Come spiega Umberto Croppi, infatti, non può essere certo la cattiveria (intesa anche solo come atteggiamento esteriore e retorico) il biglietto da visita di una destra contemporanea: “In molti si sono esercitati negli ultimi decenni a disegnare la carta d’identità di destre e sinistre possibili, a compilare scalette di valori contrapposti, a giudicarne le morali. Alla fine della fiera, però – spiega Croppi – pare proprio che, se caratteri distintivi esistono per definire le due famiglie, tra questi non possano annoverarsi la bontà e la cattiveria”. La conferma arriva da un Giano Accame che ripercorre “il buonismo congenito della destra italiana”: “La destra rifiuta di strumentalizzare qualunque sentimento razzista o ‘cattivista’, perché riconosce che la bontà, la pietas, il dono latino dell'umanità, la capacità della compassione, sono tipiche qualità italiane degne sopra ogni altra d'esser preservate. Il nostro più autentico nazionalismo non si vantò mai di essere spietato. E persino nelle nostre tardive avventure coloniali coltivammo verso il Terzo Mondo degli atteggiamenti di apertura, simpatia, collaborazione”.
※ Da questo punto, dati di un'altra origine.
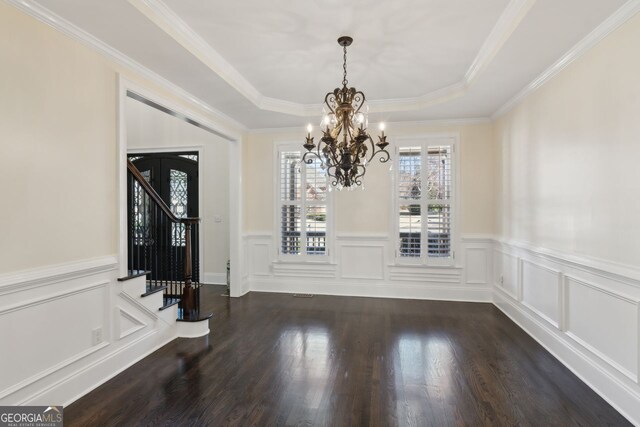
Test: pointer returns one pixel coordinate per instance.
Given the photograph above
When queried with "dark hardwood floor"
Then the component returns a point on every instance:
(272, 359)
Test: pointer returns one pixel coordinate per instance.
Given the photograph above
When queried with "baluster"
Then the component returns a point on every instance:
(188, 299)
(130, 223)
(155, 245)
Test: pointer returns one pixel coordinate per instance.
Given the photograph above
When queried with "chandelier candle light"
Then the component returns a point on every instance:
(345, 147)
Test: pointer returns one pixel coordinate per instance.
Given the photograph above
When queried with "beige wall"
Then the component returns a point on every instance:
(148, 128)
(569, 156)
(57, 146)
(368, 211)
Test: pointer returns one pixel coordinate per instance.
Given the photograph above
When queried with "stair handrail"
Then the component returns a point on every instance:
(156, 197)
(188, 297)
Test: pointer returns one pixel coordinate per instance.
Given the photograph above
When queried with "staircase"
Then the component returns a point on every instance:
(163, 259)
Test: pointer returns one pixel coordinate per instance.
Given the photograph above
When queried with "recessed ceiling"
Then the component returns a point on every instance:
(287, 49)
(269, 63)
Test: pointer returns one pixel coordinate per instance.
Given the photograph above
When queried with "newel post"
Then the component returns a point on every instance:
(188, 296)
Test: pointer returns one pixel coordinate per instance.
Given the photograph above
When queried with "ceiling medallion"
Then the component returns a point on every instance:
(345, 147)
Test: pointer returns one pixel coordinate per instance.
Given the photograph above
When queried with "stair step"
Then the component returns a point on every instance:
(168, 302)
(152, 290)
(133, 274)
(197, 317)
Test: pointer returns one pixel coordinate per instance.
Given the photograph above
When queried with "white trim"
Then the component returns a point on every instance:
(623, 398)
(329, 256)
(193, 329)
(423, 140)
(508, 22)
(619, 17)
(390, 125)
(121, 312)
(201, 200)
(110, 358)
(43, 276)
(169, 22)
(215, 278)
(620, 272)
(235, 178)
(41, 13)
(437, 291)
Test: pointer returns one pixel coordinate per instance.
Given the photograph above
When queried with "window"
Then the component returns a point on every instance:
(303, 205)
(425, 201)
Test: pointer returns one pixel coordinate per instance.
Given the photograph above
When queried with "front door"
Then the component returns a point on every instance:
(174, 176)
“Si diffida dei buoni sentimenti – spiega ancora su Charta il poeta e scrittore Giuseppe Conte – in quanto sentimenti, prima ancora che buoni. Si diffida di chi ‘sente’ la vita ancora scorrere nel suo corpo e nella sua anima, e ne segue le energie creative. Creativo in prima istanza è l’amore. Creativa in prima istanza è la ricerca della verità. Ecco che cosa si teme: l’amore e la ricerca della verità, che sono forze di sommovimento, di rilancio verso un futuro da costruire”. La scelta dei buoni sentimenti, paradossalmente, in politica è tutt’altro che una scorciatoia. Per molti, infatti, fare politica coincide con il limitarsi a raccogliere elettoralmente, con la “bava alla bocca”, le peggiori pulsioni e paure del genere umano: “E’ sicuramente più facile dare espressione a questi sentimenti – spiega Luciano Lanna – che rispondere con una prassi, con l’azione e con un processo reale di cambiamento alla maggioranza del Paese normale”. E’ proprio in questo passaggio storico che, secondo Lanna, serve “una destra politica in grado di rappresentare il Paese maggioritario, l'Italia degli et-et e della normalità diffusa, non la società delle contrapposizioni radicali e delle richieste di risposte forti”.
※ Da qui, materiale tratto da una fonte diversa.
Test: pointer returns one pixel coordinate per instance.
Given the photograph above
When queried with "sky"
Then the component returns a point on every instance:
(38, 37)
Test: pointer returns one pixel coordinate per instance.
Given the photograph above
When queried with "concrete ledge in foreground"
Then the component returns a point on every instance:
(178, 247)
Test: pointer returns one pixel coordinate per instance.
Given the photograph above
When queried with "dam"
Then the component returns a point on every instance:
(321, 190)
“Può esistere un'altra destra?”, si è chiesto il giornalista Filippo Facci, tentando di far emergere l'alternativa a quella deriva cattivista – senz’altro anti-politica e di matrice neo-qualunquistica - da cui, in certi ambiti e in qualche momento, è stata affetta l’immagine complessiva dell’area politica che nell’Italia bipolare si è contrapposta alla sinistra. E le domande del giornalista puntano tutte a individuare la possibilità di questo spazio normale, tranquillo e non cattivista. “C’è uno spazio serio - si domandava Facci - a destra per i distinguo? C’è spazio per chi non reputi la Fallaci un vertice della cultura occidentale? C’è spazio, a destra, per chi non sia ossessivamente filo-israeliano? C’è spazio per chi non sia clericale? C'è spazio per i garantisti di vecchio stampo? C'è spazio per chi non sia disposto a difendere, sempre e in ogni caso, il corporativismo di tutte quelle categorie che notoriamente evadono il fisco? C’è spazio per chi sia disposto a riconoscere un pur minimale fondamento a certe questioni ambientaliste?”. Le risposte – suggerisce Charta - non possono che essere affermative. A patto che si abbia il coraggio di rappresentare fino in fondo tutto il proprio radicamento sociale e tutte le proprie potenzialità di normalità. A patto di avere il coraggio di tornare a essere buoni.